Russia’s blue water naval capabilities have diminished very significantly since the disintegration of the Soviet Union, with no new destroyers or cruisers laid down for domestic use, while the carrier fleet previously projected to reach six ships by the turn of the century fell to just one – a ship that has fallen into disrepair and is rarely operated. The frigate Admiral Gorshkov, although much smaller than destroyers of larger navies such as China and the United States, has thus emerged as Russia’s prime ocean going surface combatant. In contrast to the surface fleet, the Russian submarine fleet has received very significant continued investment, meaning new generations of nuclear powered ballistic missile and attack submarines are still capable of deploying across the world’s oceans and are genuinely competitive in terms of performance with the their most capable counterparts abroad. The Yasen-M Class, as Russia’s most capable type of attack submarine, epitomises this. 

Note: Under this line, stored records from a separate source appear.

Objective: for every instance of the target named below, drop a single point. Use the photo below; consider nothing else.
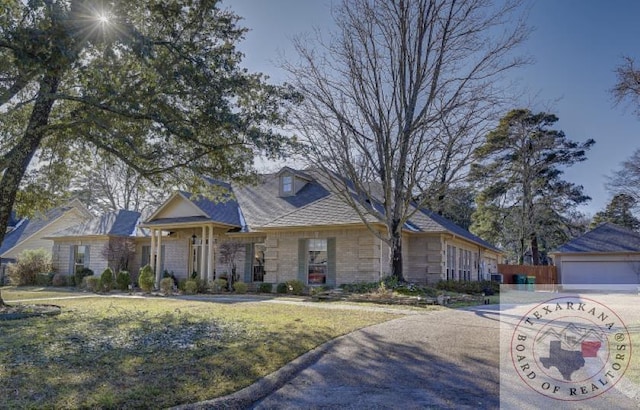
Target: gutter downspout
(380, 263)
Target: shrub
(44, 279)
(191, 287)
(240, 287)
(106, 280)
(218, 285)
(181, 284)
(91, 283)
(59, 280)
(361, 287)
(314, 290)
(29, 263)
(265, 288)
(469, 287)
(202, 285)
(166, 285)
(146, 279)
(295, 287)
(123, 280)
(80, 274)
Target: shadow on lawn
(133, 360)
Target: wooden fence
(545, 275)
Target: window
(317, 261)
(287, 184)
(146, 256)
(258, 262)
(80, 257)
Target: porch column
(203, 254)
(152, 250)
(210, 260)
(159, 260)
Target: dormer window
(291, 181)
(287, 184)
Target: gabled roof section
(222, 210)
(185, 208)
(15, 236)
(605, 238)
(26, 228)
(13, 220)
(451, 227)
(261, 203)
(298, 173)
(120, 223)
(330, 210)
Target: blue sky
(575, 45)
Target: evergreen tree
(619, 212)
(523, 204)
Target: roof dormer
(291, 181)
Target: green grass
(153, 352)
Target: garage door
(598, 272)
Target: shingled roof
(119, 223)
(605, 238)
(260, 206)
(27, 227)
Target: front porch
(206, 251)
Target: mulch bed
(14, 312)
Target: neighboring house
(84, 245)
(608, 254)
(29, 233)
(291, 226)
(13, 221)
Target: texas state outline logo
(571, 348)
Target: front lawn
(154, 352)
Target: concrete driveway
(444, 359)
(440, 359)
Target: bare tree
(626, 180)
(107, 184)
(118, 251)
(627, 87)
(396, 100)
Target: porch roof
(185, 222)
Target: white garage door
(598, 272)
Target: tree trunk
(535, 252)
(396, 253)
(20, 155)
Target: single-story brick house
(292, 226)
(607, 255)
(30, 233)
(85, 245)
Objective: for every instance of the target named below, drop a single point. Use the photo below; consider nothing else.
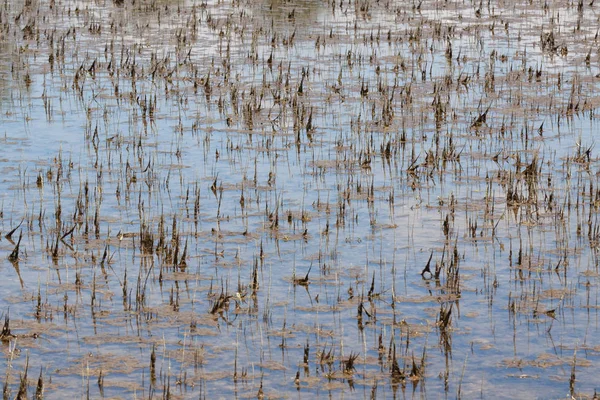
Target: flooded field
(284, 199)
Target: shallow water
(270, 139)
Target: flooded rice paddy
(283, 199)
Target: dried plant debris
(274, 199)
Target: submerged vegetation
(269, 198)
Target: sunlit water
(287, 137)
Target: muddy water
(240, 199)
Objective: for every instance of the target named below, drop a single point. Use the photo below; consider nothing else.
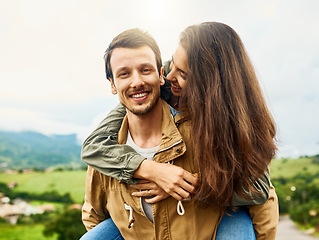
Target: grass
(72, 182)
(22, 232)
(287, 168)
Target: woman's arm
(265, 217)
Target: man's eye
(183, 75)
(146, 70)
(123, 74)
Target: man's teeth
(139, 95)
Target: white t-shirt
(149, 154)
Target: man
(136, 78)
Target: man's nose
(137, 80)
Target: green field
(23, 232)
(287, 168)
(72, 182)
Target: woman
(234, 137)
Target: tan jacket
(106, 195)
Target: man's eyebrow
(146, 65)
(121, 69)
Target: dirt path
(287, 230)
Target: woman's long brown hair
(233, 131)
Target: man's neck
(146, 129)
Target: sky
(52, 71)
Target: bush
(68, 225)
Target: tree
(67, 225)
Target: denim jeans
(235, 226)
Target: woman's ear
(162, 80)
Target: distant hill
(26, 150)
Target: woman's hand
(149, 189)
(174, 180)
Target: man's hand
(149, 189)
(174, 180)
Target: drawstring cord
(180, 208)
(131, 219)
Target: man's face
(136, 78)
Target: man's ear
(162, 81)
(114, 91)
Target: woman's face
(178, 73)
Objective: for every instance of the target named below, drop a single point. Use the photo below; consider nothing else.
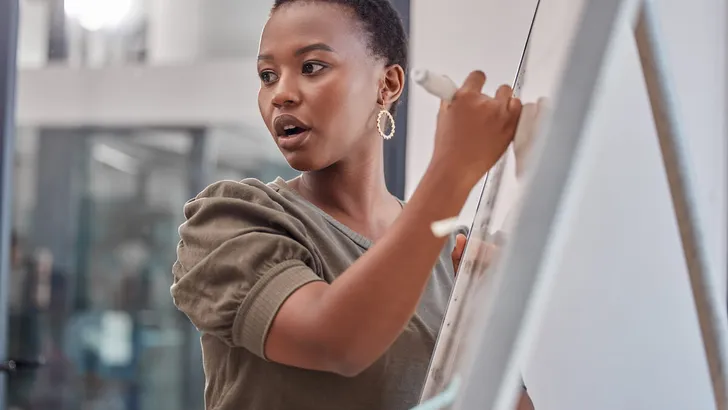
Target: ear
(391, 85)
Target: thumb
(457, 253)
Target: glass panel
(91, 294)
(124, 112)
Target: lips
(287, 125)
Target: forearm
(367, 307)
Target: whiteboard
(620, 329)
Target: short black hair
(382, 23)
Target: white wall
(620, 330)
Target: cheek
(265, 107)
(346, 101)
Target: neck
(354, 186)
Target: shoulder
(238, 197)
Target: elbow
(349, 368)
(349, 360)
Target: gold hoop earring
(381, 129)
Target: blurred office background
(126, 108)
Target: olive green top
(245, 247)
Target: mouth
(287, 125)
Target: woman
(326, 292)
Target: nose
(286, 92)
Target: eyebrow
(302, 50)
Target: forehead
(302, 23)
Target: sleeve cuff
(256, 313)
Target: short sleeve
(240, 256)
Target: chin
(302, 162)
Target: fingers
(457, 252)
(504, 93)
(475, 81)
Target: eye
(268, 77)
(312, 67)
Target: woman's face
(320, 85)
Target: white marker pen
(444, 88)
(436, 84)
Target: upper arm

Four Yasen-M Class attack submarines have been commissioned into service in the Russian Navy since mid-2021 – two each in the Northern and Pacific fleets – with four more under construction. When the first ship of the class was launched in December 2019 it was dubbed the world’s  “deadliest submarine ever” by the American paper the National Interest, reflecting broader concerns that the class could shift the balance of power in the open oceans significantly in Russia’s favour. The warships can deploy all existing classes of Russian cruise missile with vertical launch cells accommodating up to 32 missiles, while also carrying ten torpedo tubes and an Igla-M short ranged surface to air missile system. The ships are considered likely to have been prioritised to receive the world’s first hypersonic cruise missile, the Zircon, which was first delivered to the Russian Navy in 2019, with the first launch of the Zircon from a Yasen Class ship having been carried out in October 2021. With a 1000 kilometre range and Mach 9 speed, the missiles are considered extremely challenging to intercept. 

The capabilities of Yasen-M Class submarines have been highlighted with considerable concern by U.S. officials in the past, with head of U.S. Northern Command and the U.S.-Canadian North American Aerospace Defence Command Air Force General Glen VanHerck having described the ships as close competitors to the U.S. Navy’s top attack submarines in terms of their quietness. He stressed at the time that the expansion of the fleet would present a new and unprecedented threat to the U.S. mainland, with their ability to launch cruise missile strikes across American territory, before disappearing into the ocean, being particularly difficult to defend against. Where during the Cold War the United States had to contend only with the Soviet Navy’s nuclear powered submarine fleet, these capabilities have since proliferated with Russia leasing such ships to India, while China has developed its own highly sophisticated class the Type 093, and North Korea has been developing such a ship for over a decade.